Only child syndrome According to RESOLVE: The National Infertility Association, parents of one child can feel as though they are failing if they don’t provide that child with a built-in playmate. In addition, they sometimes have more acute fears that something will happen to their only child and they mourn each passing stage of childhood. In other cases, the parents simply dislike the concept of only children.
“There can be a really strong perception in our society that an only child is spoiled, a brat, can’t get along with others, can’t get along with age-mates, is too adult,” says Stout. “Research shows that only children fare very well, but there’s a great deal of myth and worry about that kind of thing.”
Dion says of one-child families: “People assume you wanted it that way.” In addition to her infertility stress, Dion had been caring for her mother who was diagnosed with Alzheimer’s. When her mother recently passed away, it was Dion who had to make the funeral arrangements. “I’m an only child, so I’ve had to deal with my mom’s situation all alone. I’m particularly sensitive to not wanting [my son] to be an only child,” she says.

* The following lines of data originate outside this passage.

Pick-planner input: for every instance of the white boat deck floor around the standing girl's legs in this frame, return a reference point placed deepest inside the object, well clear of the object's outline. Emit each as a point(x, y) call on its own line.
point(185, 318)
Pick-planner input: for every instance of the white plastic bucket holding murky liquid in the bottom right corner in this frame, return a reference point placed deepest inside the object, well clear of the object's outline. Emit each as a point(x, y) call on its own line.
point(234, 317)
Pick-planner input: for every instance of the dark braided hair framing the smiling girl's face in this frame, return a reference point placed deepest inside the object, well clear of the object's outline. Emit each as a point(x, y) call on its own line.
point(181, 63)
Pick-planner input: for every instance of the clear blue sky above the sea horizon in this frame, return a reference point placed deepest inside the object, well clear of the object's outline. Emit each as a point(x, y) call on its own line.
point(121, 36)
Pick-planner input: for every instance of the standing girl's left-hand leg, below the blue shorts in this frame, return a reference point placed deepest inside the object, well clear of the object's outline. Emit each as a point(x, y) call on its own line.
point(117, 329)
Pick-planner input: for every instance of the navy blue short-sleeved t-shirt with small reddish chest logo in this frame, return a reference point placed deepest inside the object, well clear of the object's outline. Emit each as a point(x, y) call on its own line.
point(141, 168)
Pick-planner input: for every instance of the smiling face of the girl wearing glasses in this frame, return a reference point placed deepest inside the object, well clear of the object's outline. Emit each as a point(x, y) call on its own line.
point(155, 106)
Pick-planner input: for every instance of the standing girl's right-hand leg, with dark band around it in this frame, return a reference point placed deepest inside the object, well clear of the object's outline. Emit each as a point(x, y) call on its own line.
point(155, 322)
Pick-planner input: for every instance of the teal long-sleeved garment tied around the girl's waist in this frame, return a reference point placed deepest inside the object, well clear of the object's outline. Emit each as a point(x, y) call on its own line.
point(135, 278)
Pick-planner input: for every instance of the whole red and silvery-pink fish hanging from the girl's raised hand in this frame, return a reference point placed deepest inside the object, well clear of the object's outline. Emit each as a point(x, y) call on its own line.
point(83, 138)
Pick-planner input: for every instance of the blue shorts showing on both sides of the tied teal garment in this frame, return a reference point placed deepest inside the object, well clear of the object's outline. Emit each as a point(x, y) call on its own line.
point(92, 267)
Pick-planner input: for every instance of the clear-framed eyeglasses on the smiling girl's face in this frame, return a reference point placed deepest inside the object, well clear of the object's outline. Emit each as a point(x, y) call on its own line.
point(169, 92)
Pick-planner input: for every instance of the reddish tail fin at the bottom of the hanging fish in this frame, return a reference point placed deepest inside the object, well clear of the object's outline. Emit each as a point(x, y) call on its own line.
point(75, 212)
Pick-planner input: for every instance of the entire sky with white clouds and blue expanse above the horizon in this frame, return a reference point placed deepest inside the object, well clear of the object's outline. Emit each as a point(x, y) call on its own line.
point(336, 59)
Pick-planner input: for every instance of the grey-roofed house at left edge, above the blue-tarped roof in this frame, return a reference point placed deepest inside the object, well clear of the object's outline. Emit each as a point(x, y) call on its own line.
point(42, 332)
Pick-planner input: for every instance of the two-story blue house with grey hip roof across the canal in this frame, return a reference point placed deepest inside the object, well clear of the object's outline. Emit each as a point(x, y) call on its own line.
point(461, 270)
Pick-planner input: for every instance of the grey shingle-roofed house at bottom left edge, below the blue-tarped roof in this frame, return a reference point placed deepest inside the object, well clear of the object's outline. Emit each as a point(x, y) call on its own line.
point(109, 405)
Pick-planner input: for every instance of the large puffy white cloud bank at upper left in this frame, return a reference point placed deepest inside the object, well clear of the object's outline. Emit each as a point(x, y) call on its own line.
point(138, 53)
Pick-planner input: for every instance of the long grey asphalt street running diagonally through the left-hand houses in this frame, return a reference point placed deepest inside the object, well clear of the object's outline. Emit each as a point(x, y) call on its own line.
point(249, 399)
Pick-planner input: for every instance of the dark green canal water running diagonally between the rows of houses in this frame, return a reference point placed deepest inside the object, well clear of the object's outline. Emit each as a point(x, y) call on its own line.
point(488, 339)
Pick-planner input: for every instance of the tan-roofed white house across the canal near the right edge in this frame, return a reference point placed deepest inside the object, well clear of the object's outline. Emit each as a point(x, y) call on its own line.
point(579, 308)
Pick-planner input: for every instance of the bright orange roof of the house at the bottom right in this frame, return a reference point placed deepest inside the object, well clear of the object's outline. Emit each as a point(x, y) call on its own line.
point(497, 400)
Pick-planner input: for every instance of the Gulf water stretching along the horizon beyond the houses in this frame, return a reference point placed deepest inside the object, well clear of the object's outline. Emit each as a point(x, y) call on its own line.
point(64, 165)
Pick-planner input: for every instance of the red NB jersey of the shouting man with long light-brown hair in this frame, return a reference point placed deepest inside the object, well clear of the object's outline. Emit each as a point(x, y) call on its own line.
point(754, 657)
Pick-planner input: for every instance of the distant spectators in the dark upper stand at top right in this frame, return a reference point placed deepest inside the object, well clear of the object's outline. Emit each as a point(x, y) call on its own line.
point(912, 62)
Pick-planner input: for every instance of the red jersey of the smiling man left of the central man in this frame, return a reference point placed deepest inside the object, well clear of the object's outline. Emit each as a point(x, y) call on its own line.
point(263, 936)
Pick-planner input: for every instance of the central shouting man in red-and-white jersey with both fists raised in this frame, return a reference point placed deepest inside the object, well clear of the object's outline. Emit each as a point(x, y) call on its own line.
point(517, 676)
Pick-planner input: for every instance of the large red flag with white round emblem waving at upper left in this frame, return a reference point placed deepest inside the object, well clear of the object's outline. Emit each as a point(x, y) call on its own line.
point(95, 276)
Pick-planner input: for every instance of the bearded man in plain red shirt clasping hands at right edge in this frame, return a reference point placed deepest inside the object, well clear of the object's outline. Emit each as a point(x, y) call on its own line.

Many of the families Stout counsels have a dream of their ideal family size and they feel “there is a missing person in their family” if the size falls short, she says.
Coping strategies Another unique challenge for secondary infertility patients is that they must be part of the parent scene daily. Hearing others talking about how easily they conceived or complaining about being pregnant can sometimes be too much to bear.
“I came to the point where I just started avoiding it,” McNamara says. “Every playgroup I’d go to, it’d be all this pregnancy talk, and I’m sitting here going, ‘I’m going in for surgery.’ ” Dion also left a playgroup because it became a constant reminder of her inability to have another child.
Dion and McNamara have found solace in a new playgroup called “Parenting After Infertility,” organized by the Illinois chapter of RESOLVE: The National Fertility Association.
Some families find solace online or through counseling. “If, for days on end, it seems like you’re crying, having difficulty sleeping, eating, caring for your child—you really need to go see somebody,” says Stout. Counselors can also help couples sort through the infertility issues and emotions that impact their relationship.
Different perspective “I’ve learned a lot about anybody who goes through infertility, and to be more compassionate about it,” says McNamara. “I used to be the one to say, ‘So, when are you getting pregnant?’ Now I don’t say a word.” If she is asked about her situation, McNamara shares her story because she knows the other person might be having trouble, too.
Infertility for Principata has given her greater appreciation of the moment. Although she dreams of having more children, she enjoys her daughter as much as she can. The one-shot experience makes it all that much more poignant.
Simple milestones become bittersweet, such as when she switched her daughter out of the crib and into a toddler bed. “It was like, OK, she’s out of the baby bed. We don’t need the little baby bed anymore. That’s it.” Principata’s voice softens. “That’s hard.”
Jill S. Browning is a writer living in Downers Grove. She has three children, all of whom were born on the same day.